Já tínhamos o encontro combinado, mas o acaso fez questão de chegar primeiro, cruzando-nos ainda antes da hora marcada. N' O Feio, um restaurante bem de frente para uma larga praça que acolhe a velhinha Ermida de São Sebastião, servem-nos bem e depressa quando percebemos que o nosso entrevistado encontra-se a um par de mesas de distância com a mulher, Guadalupe, e dois netos em animada conversa.
Não se pense que se trata de um qualquer grande feito do destino. A verdade é que o Alvito permanece pequeno, mesmo depois do "boom" do Alqueva que acalentou esperanças ao regadio — assim como a Alípio de Freitas que, ainda antes da conclusão da barragem, mudou-se para ali pronto a viver o sonho do Grande Lago. "Na época, achava-se que o Alqueva ia transformar o Alentejo", recorda o jornalista transmontano sentado no centro da sua casa, localizada numa arrumada e branquinha rua da localidade.
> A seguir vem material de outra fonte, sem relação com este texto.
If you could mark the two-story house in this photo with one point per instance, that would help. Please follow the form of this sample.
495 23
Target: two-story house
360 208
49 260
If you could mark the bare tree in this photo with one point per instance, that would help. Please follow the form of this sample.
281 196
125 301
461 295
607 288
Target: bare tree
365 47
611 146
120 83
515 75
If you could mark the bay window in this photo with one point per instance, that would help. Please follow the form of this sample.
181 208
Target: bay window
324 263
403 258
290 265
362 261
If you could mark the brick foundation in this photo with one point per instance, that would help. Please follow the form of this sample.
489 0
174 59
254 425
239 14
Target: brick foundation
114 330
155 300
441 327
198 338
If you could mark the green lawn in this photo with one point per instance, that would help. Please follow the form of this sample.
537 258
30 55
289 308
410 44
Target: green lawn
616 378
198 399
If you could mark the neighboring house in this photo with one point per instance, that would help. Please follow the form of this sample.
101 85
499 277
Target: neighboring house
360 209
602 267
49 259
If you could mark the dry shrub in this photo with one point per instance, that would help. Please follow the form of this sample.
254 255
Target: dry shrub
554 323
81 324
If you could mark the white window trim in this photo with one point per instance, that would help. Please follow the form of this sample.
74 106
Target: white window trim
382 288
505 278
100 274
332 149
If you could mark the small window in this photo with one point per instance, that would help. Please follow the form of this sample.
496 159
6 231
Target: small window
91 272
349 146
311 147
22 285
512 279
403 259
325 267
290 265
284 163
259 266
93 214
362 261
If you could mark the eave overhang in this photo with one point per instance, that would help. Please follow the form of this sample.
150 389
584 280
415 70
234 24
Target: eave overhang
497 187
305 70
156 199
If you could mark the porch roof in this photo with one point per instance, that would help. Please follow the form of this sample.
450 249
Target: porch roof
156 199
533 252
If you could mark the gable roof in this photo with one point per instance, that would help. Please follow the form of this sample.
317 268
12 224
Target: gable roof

"Quando estava na televisão vinha muito ao Alentejo, onde filmava muita coisa a achar 'daqui a 20 anos vai estar tudo diferente'". Foi em meados da década de 1990 que o repórter saiu da RTP — numa altura em que "a televisão pública perdia o seu terreno, com o fim das taxas e a criação das estações privadas" —, motivado por um convite para "ressuscitar" o jornal Transtagano ("para nós, 'alentejanos' são os que estão além do Tejo, na margem Norte; aqui, somos transtaganos", esclarece o busílis linguístico).
Quase vinte anos passados, Alípio fala do facto como "um tiro no pé... ou nos dois até". "Mas na época havia um grande entusiasmo sobre o que o Alqueva poderia trazer quanto ao plano de regas do Alentejo." Embora desconfiando do seu sucesso, "até porque esse plano é uma ideia antiga, que já vem do tempo do D. Carlos, tendo sido continuado nos anos do fascismo com a construção de diversas barragens, nomeadamente a barragem do Alvito", optou por seguir a maré do Guadiana.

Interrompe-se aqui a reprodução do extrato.